En attendant la révélation du rapport, ses auteurs ont procédé, ces derniers mois, à son « caviardage » pour en supprimer les éléments les plus sensibles. « La version classée « secret », construite avec des informations fournies par les services de renseignements français et étrangers, a été modifiée pour en protéger les sources et en expurger les noms des personnes, des villes et des structures, précise une source sécuritaire. Rien ne doit compromettre le secret et le travail des services. » Seules les personnes et entités impliquées dans des affaires judiciarisées ou des procédures administratives connues sont citées. Résultat : le rapport, transmis aux ministères des Affaires étrangères et des Armées, à Matignon et à l’Élysée, fait un peu moins de 90 pages, sa version censurée un peu moins de 70. « On a tout laissé dans les limites du possible », résume un relecteur avisé. Volonté du patron.

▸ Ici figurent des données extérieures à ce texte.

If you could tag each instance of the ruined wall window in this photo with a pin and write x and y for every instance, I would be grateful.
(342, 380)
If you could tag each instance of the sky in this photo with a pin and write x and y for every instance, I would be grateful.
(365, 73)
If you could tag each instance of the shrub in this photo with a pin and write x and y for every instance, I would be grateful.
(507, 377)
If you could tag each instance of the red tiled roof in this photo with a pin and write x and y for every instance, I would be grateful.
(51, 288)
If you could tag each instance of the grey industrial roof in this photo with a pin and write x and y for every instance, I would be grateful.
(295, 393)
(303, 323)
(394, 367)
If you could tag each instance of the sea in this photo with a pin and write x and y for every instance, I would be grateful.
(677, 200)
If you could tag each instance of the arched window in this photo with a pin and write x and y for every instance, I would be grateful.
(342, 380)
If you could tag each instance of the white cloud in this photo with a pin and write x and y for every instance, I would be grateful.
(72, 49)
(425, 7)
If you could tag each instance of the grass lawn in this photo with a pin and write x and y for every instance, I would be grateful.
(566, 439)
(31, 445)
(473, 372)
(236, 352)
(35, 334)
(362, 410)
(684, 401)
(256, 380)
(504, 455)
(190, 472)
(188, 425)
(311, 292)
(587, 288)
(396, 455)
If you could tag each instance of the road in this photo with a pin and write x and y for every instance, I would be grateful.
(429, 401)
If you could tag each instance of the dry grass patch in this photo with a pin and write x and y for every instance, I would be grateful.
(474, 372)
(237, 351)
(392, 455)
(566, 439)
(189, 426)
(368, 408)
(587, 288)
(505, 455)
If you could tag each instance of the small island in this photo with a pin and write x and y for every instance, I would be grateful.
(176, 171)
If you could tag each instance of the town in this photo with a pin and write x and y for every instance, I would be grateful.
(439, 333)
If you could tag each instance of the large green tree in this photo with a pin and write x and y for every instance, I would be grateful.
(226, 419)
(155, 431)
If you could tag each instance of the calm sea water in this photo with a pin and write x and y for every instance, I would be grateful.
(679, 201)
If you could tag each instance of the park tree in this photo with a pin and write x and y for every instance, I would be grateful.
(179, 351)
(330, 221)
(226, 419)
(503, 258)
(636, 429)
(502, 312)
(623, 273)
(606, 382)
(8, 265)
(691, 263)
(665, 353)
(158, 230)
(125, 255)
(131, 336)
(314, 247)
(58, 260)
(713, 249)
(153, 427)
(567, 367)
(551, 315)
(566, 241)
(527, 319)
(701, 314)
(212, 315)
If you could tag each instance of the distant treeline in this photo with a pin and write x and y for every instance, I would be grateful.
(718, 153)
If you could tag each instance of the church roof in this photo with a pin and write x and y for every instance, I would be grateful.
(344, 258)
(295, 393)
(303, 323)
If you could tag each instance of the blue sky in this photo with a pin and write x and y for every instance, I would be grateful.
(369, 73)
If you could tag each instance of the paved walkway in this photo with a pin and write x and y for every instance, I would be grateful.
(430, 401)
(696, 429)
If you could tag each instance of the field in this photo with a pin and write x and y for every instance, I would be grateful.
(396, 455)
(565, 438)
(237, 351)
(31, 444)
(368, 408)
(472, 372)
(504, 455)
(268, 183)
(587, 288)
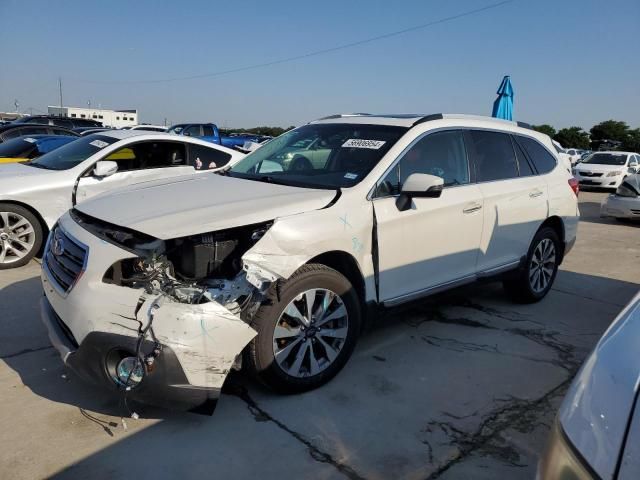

Car c’est là la nouveauté de ce document sans précédent. « Il n’y a pas de révolution sur le fond, mais le danger est enfin désigné officiellement, insiste un cadre de Beauvau. Avec ce rapport, nous avons des documents, des stratégies, des plans de conquête, pas des fantasmes. Évincés d’Égypte et de Tunisie, les Frères musulmans recentrent leur action en Europe et en France. Ils sont la matrice de l’islam politique, une menace majeure pour la cohésion nationale. » Un temps envisagés, leur interdiction et leur classement comme organisation terroriste ont toutefois été abandonnés. Trop compliqué. « On n’a pas les preuves pour une dissolution », a même reconnu Bruno Retailleau, qui annoncera bientôt un plan d’attaque. Et puis, le Conseil d’État veille. « On ne dissout pas une idéologie » , appuie un conseiller. Déjà en guerre contre le narcotrafic et l’immigration clandestine, l’homme fort de la droite ouvre un nouveau.